En el proceso, la empresa demandada —una sociedad minera que actualmente posee materialmente dichos inmuebles y los explota sin título de propiedad— se opuso, alegando excepciones de prescripción ordinaria y extraordinaria, buena fe, falta de demostración de la calidad de propietario y prescripción de la acción. Tanto en primera como en segunda instancia, las pretensiones fueron rechazadas, siendo confirmada la sentencia en apelación el 30 de octubre de 2024.

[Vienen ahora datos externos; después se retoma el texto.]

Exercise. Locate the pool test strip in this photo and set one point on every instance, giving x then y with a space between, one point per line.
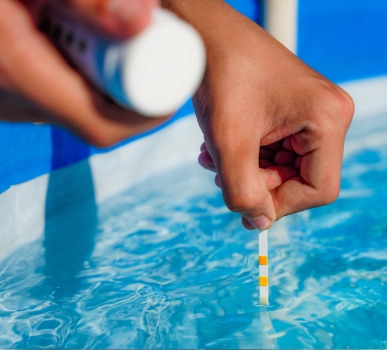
154 73
263 261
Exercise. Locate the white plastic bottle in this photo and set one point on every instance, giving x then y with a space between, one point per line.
153 73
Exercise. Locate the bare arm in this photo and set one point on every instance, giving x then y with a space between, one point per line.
274 128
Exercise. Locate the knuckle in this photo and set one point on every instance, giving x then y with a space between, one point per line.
241 202
328 196
337 105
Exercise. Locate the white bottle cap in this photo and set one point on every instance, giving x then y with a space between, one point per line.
163 65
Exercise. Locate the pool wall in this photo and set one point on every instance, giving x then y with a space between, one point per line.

Fundamentos de la decisión de segunda instancia
El Tribunal Superior consideró que respecto al predio “La Esperanza” no se acreditó la titularidad del dominio, sino solo la posesión, razón por la cual la actora no podía ejercer la acción reivindicatoria sino la acción publiciana, para la cual no cumplió requisitos esenciales como la posesión regular y suficiente para prescripción adquisitiva. Sobre “Bruno”, se concluyó que no fue debidamente identificado, lo que imposibilitó la reivindicación. Además, la excepción de prescripción adquisitiva no prosperó, dado que la demandada no alegó posesión legítima.
Motivos de inadmisibilidad del recurso de casación
El recurso de casación fue presentado por la recurrente, quien formuló diez cargos alegando infracciones legales y constitucionales, entre ellas la valoración probatoria, violación de principios constitucionales como el debido proceso y la protección a la propiedad, inaplicación de normas sustanciales y precedentes judiciales en materia de identificación del inmueble y prescripción adquisitiva.
No obstante, la Corte Suprema declaró inadmisible el recurso debido a múltiples falencias formales y de fondo en su presentación:
- Falta de explicación y argumentación clara sobre cómo se infringieron las normas sustanciales invocadas.
- Invocación de normas procesales no sustanciales que no fundamentan la casación.
- Planteamiento de hechos nuevos no discutidos en las instancias previas, lo que vulnera el principio de congruencia y el derecho de defensa.
- Mezcla inapropiada de causales de casación, que deben formularse de manera autónoma e individual.
La Sala recordó que el recurso de casación tiene un carácter excepcional y requiere un estricto cumplimiento de requisitos formales y sustanciales para su admisión, limitando el debate a cuestiones jurídicas claramente fundamentadas sin ingreso a valoración probatoria.
Conclusión formal de la providencia
En consecuencia, la Corte Suprema de Justicia declaró inadmisible el recurso de casación interpuesto contra la sentencia del Tribunal Superior del Distrito Judicial de Riohacha, ordenando remitir el expediente a la corporación de origen para lo pertinente.
Esta decisión reafirma la rigurosidad con que se examinan los recursos de casación en Colombia, subrayando la importancia de la técnica procesal y de la debida fundamentación jurídica para acceder a esta vía extraordinaria de impugnación, y establece un precedente sobre la necesidad de cumplir con los requisitos formales para garantizar la adecuada administración de justicia en procesos reivindicatorios relacionados con la propiedad de tierras.